The real crux of the problem is that you make a choice of three options when in fact there are only two because no matter what you pick...one of the choices is going to be removed leaving only two. To solve this problem it's best to not think of the doors as 1,2,3 ...but of 'Middle' and 'Ends'...which makes it a binary choice and if you always choose the 'Middle'...the host will always be forced to remove one of the 'Ends' for you leaving only the two that you chose from. Meaning you made a choice from two which is a 50% chance rather than the 33% the original way the game is structured gives you and is why you are at a disadvantage. Increasing your initial odds more than offsets the supposed advantage of always switching and running simulations choosing the middle door only will show a 50/50 split as expected. Make a coin toss and good luck!!
Nope having two options is NOT 50/50. Look at it this way. If you do it right you can choose two doors. What you do is pick two doors. You tell the host that you choose the other door. The host then eliminates one of yhe doors that you want. Then you tell him that you switch. As for thinking that two choices is 50/50. Get two identical boxes an object, and two dice. Have someone roll the dice. If it is snake eyes ( two ones) have put the object in box one. Do you really think that you have a 50% chance of guessing right?
Options, A, B, & C each have a 1/3 chance of being the car. The initial choice, option A, has a 1/3 chance of being the car. Therefore, between them, B & C have a 2/3 chance that ONE of them is the car. The host eliminates option B Option C is then that one of two one with a 2/3 chance of being the car.
The situation is that "decision without results" and "choice with actual benefits" are confused and regarded as the same meaning. It has been clearly decided. If there are really two choices, shouldn't we get two things? In fact, it is The rules change from one of three choices to one of two choices, and mislead you into thinking that you have already chosen once, but in fact you can't get any of the so-called choices. When you finally make the real choice, in order to prove how smart and knowledgeable you are, of course there are only two. The choice should also be regarded as 2/3. What a verification of the Goebbels effect. If scholars and education circles have not corrected the extension of the Monty Hall problem and still think that 2/3 is correct, what is the point of educational scholarship? ?It was destroyed.
Your decision affected the outcome of the host's decision. Giving you more information to use in your second choice. You can choose to disregard this new information, but that only hurts you. Moreover, Goebbel's effect wouldn't explain why the program I coded (which simulates this situation) finds that switching doors works 2/3 of the time.
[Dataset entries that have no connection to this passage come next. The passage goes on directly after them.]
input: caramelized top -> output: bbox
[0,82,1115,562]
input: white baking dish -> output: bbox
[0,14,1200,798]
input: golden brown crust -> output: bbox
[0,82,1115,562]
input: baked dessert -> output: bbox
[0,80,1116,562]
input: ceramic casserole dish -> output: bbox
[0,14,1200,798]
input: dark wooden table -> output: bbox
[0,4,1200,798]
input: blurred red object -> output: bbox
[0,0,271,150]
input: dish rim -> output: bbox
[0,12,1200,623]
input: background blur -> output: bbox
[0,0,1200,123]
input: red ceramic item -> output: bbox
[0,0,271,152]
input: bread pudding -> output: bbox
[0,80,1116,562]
@@ProgThoughts I'm not good at using english so translated by google is in used. First, It's unfair for you to shift the discussion issue to me. This is not my decision in this problem to discuss. Hurts?? if you say so, The same goes for misunderstanding information. No matter what the player decides, the player does not get anything from this decision. If there is no result, the probability is not calculated as a choice. On the other hand, no matter what the player decides, the host will still open the door with sheep, which means that the player's decision It does not affect the moderator's change of the new rule from one of three to one of two.
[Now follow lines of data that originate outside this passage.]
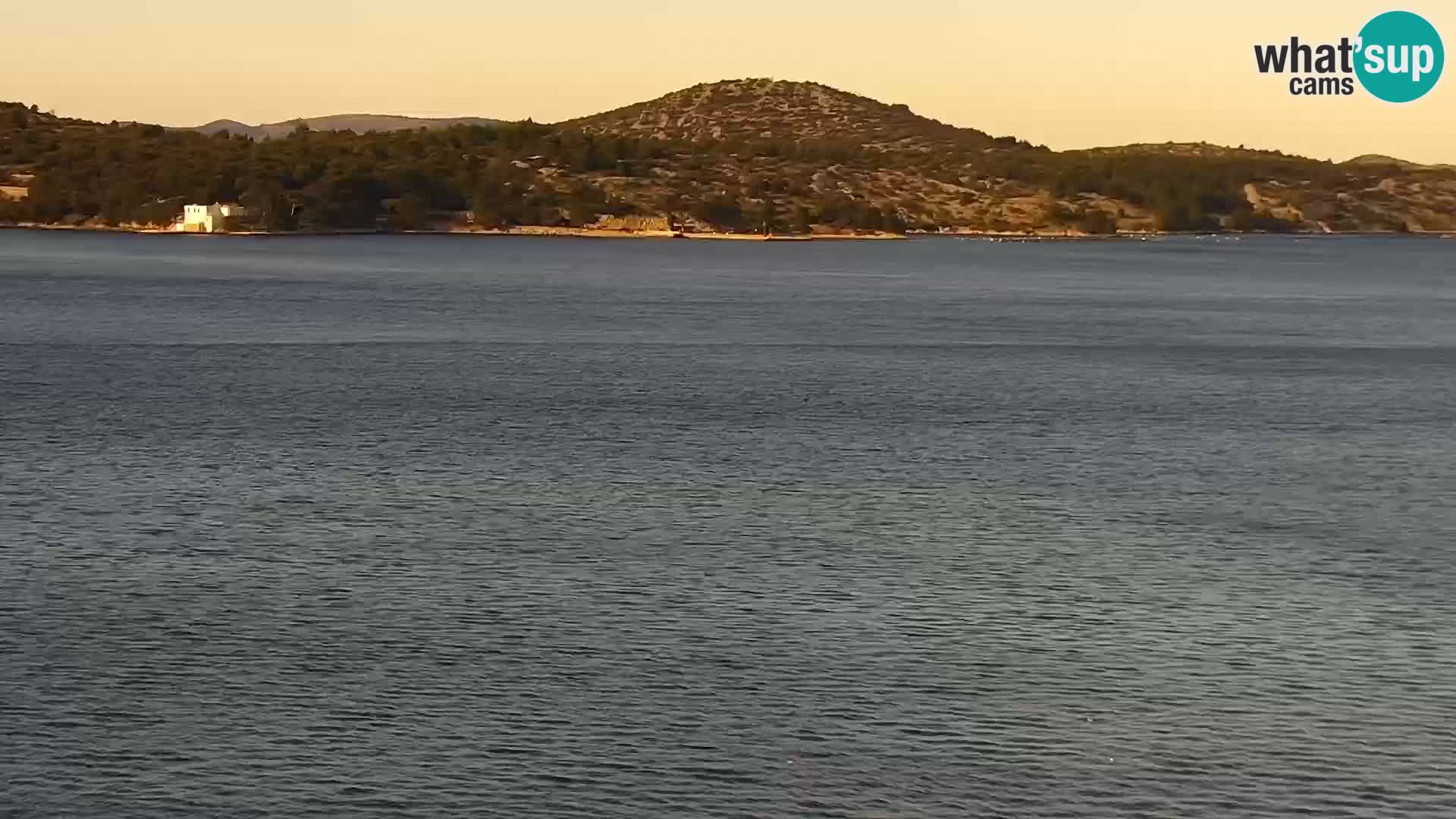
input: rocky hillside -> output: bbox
[0,89,1456,234]
[180,114,500,140]
[562,79,1015,150]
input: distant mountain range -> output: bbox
[0,77,1456,234]
[187,114,504,140]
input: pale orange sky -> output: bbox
[0,0,1456,162]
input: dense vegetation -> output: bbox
[0,83,1444,233]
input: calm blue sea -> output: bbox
[0,232,1456,819]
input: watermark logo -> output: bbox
[1254,11,1446,102]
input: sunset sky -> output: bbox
[0,0,1456,162]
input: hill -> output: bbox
[187,114,502,140]
[562,79,1015,150]
[0,87,1456,234]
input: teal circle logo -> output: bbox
[1356,11,1446,102]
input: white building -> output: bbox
[172,202,247,233]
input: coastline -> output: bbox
[0,223,1456,242]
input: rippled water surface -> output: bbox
[0,232,1456,819]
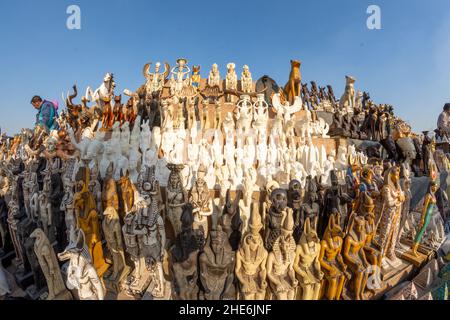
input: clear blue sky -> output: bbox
[0,0,450,134]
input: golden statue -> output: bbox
[74,168,109,277]
[294,217,324,300]
[319,212,351,300]
[343,213,370,300]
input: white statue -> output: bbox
[241,65,253,93]
[208,63,220,87]
[58,229,105,300]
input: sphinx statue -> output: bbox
[58,229,105,300]
[267,210,298,300]
[235,203,268,300]
[319,211,351,300]
[294,217,324,300]
[30,228,72,300]
[199,225,236,300]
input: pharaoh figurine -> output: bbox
[73,174,109,277]
[294,217,324,300]
[218,189,242,251]
[199,225,236,300]
[102,207,126,281]
[189,165,212,238]
[143,62,170,96]
[58,229,105,300]
[319,211,351,300]
[225,63,238,103]
[411,181,439,256]
[301,177,320,231]
[166,164,188,237]
[30,228,72,300]
[208,63,220,87]
[267,210,298,300]
[377,166,405,267]
[128,148,142,183]
[343,213,370,300]
[235,204,268,300]
[358,192,381,291]
[170,204,204,300]
[170,58,191,95]
[264,189,293,252]
[241,65,253,93]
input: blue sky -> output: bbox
[0,0,450,134]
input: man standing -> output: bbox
[31,96,58,132]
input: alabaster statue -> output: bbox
[294,217,324,300]
[343,214,370,300]
[267,210,298,300]
[411,181,438,256]
[319,212,351,300]
[199,225,236,300]
[166,165,188,237]
[377,166,405,266]
[170,204,204,300]
[58,229,105,300]
[235,206,268,300]
[264,189,293,252]
[225,62,238,102]
[30,228,72,300]
[189,165,212,237]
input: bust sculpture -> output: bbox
[235,206,268,300]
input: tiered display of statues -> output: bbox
[0,58,450,300]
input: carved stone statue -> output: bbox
[58,229,105,300]
[235,206,268,300]
[166,165,188,237]
[199,225,236,300]
[170,204,204,300]
[377,166,405,268]
[343,213,370,300]
[102,207,126,281]
[189,165,212,237]
[319,213,351,300]
[267,213,298,300]
[30,228,72,300]
[294,217,324,300]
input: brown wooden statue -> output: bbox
[283,60,302,105]
[319,212,351,300]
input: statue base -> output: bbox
[0,251,16,268]
[124,268,152,297]
[397,249,428,268]
[25,284,48,300]
[103,266,131,294]
[14,271,33,291]
[142,280,172,301]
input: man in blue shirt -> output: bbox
[31,96,58,132]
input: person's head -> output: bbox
[31,96,42,110]
[444,103,450,113]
@@dawyer You said, "No matter what the player decides, the player does not get anything from this decision" This assumption is wrong, hence your argument built off this assumption is wrong. The player's decision affects the host's decision 2/3 of the time.
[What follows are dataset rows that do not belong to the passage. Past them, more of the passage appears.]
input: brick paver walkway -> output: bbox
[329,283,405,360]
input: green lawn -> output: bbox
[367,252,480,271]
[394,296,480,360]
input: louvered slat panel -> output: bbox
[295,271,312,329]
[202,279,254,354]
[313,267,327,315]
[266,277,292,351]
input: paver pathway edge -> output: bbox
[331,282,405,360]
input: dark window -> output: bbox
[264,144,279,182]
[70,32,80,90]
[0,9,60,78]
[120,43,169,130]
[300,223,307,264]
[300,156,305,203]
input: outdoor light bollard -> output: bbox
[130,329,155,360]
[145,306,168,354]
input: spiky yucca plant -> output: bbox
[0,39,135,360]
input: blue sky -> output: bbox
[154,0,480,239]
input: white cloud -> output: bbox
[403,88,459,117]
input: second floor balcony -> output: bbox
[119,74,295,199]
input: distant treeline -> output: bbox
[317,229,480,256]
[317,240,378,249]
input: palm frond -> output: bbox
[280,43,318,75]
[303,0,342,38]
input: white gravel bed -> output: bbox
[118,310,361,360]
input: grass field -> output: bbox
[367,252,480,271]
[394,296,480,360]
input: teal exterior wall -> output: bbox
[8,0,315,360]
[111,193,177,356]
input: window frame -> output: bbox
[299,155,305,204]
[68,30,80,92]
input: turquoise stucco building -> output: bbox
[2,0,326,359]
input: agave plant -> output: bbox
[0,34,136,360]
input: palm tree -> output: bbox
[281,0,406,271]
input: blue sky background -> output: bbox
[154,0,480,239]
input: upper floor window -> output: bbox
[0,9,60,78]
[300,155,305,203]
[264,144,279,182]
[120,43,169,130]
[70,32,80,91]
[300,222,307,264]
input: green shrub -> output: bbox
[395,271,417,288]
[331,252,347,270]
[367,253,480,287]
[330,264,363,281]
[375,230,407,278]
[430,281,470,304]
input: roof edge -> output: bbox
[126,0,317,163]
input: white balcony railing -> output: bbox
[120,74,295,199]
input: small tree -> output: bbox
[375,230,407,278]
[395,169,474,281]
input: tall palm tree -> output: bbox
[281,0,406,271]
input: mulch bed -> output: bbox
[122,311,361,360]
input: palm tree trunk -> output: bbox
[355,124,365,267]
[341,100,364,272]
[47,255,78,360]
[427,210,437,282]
@@ProgThoughts To change the host's terminology, there are three pairs of doors, two sheep and one car. If you choose the car, you will win. I will give you a prediction before choosing. After you tell me, no matter what, I will take away the pair of doors with the sheep, but the remaining I will give you a choice between two pairs of one sheep and one car. Can you tell me whether the previous prediction decision has any effect? Does it make it easier for you to choose the door with the car?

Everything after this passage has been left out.